Citing Haryana has the highest taxes levied on Basmati paddy, exporters have sought a reduction in mandi and other assorted fees from the current 6.5 per cent to make it at par with neighbouring States so that farmers get better prices.

In a letter to State Chief Minister Manohar Lal Khattar, President of Haryana Rice Exporters Association (HREA), Sushil Jain has said that Kachi Aadhat/Dami (commission charged by commission agents), market fees and rural development cess put together make Haryana at the top in taxes compared to all other States.

Moreover, Punjab, Uttaranchal, Uttar Pradesh governments have made market fees and RD cess refundable on export. Besides, electricity rate, labour charges, and other expenses are already higher in Haryana than in nearby States, Jain pointed out.
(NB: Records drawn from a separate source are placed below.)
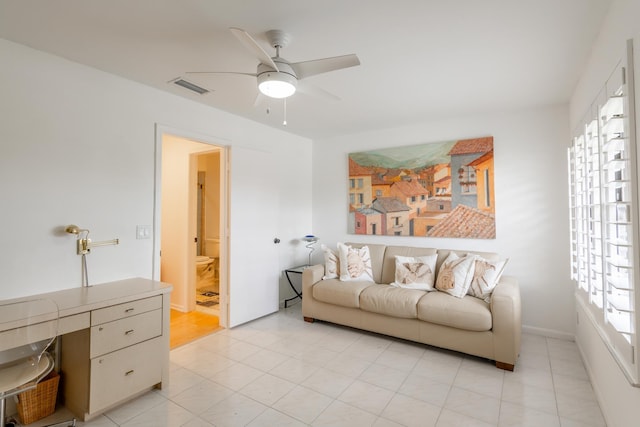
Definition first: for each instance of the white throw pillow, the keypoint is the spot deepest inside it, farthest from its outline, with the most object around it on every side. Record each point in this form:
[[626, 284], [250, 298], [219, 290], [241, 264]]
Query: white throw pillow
[[416, 272], [485, 277], [355, 263], [455, 274], [331, 263]]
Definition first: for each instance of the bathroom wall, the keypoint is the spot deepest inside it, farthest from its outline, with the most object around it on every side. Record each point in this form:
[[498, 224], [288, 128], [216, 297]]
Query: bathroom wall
[[210, 164]]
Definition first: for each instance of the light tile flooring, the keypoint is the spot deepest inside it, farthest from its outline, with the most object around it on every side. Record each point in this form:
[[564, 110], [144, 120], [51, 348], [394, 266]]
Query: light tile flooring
[[281, 371]]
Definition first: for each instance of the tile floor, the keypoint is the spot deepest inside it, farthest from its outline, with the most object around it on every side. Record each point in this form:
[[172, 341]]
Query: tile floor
[[281, 371]]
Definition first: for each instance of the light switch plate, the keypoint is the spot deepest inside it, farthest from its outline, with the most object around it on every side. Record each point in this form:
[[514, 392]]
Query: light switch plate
[[143, 232]]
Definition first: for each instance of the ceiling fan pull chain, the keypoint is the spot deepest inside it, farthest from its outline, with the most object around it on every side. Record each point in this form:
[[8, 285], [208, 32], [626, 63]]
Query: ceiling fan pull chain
[[284, 123]]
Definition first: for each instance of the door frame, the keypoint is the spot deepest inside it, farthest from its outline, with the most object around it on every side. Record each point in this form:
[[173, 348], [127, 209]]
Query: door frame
[[223, 265]]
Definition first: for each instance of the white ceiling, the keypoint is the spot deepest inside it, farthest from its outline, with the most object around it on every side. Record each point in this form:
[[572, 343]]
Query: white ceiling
[[420, 59]]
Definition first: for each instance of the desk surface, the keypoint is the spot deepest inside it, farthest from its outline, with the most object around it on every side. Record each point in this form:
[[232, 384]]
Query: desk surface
[[81, 300]]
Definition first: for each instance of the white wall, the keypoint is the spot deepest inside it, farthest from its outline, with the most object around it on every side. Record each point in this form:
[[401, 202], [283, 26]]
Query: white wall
[[77, 146], [531, 201], [620, 402]]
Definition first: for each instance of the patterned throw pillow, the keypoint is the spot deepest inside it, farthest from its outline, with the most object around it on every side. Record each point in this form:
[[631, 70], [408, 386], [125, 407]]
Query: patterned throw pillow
[[355, 263], [455, 274], [331, 263], [485, 277], [416, 272]]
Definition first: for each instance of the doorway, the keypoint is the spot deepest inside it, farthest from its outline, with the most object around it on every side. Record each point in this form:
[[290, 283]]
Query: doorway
[[190, 217]]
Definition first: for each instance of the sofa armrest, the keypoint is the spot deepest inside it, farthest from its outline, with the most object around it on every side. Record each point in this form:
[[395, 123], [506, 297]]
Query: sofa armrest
[[507, 320]]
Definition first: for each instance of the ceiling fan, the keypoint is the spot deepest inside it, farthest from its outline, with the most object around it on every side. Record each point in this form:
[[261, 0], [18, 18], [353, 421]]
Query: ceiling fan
[[278, 78]]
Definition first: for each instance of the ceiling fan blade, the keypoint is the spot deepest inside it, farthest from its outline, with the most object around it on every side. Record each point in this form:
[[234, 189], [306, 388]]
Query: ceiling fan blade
[[221, 72], [312, 90], [254, 47], [318, 66]]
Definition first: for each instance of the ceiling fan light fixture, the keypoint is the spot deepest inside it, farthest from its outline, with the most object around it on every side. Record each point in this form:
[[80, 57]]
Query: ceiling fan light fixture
[[277, 84]]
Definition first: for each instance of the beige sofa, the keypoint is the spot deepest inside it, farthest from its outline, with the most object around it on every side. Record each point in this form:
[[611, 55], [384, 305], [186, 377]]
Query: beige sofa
[[469, 325]]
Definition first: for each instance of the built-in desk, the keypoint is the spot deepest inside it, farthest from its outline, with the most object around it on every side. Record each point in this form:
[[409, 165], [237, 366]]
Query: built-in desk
[[114, 342]]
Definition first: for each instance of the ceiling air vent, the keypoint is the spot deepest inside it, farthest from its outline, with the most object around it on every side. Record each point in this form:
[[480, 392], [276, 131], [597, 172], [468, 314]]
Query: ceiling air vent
[[191, 86]]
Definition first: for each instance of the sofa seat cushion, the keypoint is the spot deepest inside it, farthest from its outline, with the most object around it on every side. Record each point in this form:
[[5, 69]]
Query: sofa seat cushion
[[336, 292], [391, 301], [468, 313]]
“High rate of market fees (levied by APMC mandis) and RD cess in Haryana has become a source of corruption as it has created unhealthy competition between fees-evaders and honest businessmen. It has become difficult for an honest industrialist to compete and run their business in Haryana,” Jain said.

Post farm laws

Haryana was one of the few states that supported the Centre’s three farm laws, which were got repealed last year after being in operation for nearly 18 months. After the laws were stayed by the Supreme Court, direct purchases from farmers were happening as many States were liberal in enforcing the mandi laws. However, after the withdrawal of the laws, agriculture trading has been done only in mandis in Haryana, traders said.

Jain said Haryana increased market fees on basmati paddy from 0.5 per cent to 2 per cent with effect from June 22, 2021 and that of RD cess also to 2 per cent from 0.5 per cent from January this year. The Association has demanded market fees on Basmati paddy be cut to 1 per cent and also the RD cess to 0.50 per cent, he said.

The HREA president also said that different fees in different States are discriminatory and are against the policy of the Central government. India’s biggest tax reform — Goods and Services Tax — was introduced by the Centre with the main objective of ‘One Nation One Tax’ which suggests that everyone shall bear the same rate of taxation on the same commodity, he said.

“For same services, every State is charging different rate of market fees and cess and different rate of commission to commission agents. It is a great injustice to the farmers as their selling prices have to factor in what is the buying price of traders in other States,” said Vijay Setia, a former president of All India Rice Exporters Association and who also has a plant in Haryana.

Setia added, ”If Basmati paddy costs a trader ₹4,100 per quintal in one State, he will not buy at a higher rate from a neighbouring State and ultimately pass on the burden of higher taxes on the farmers by paying them lower.”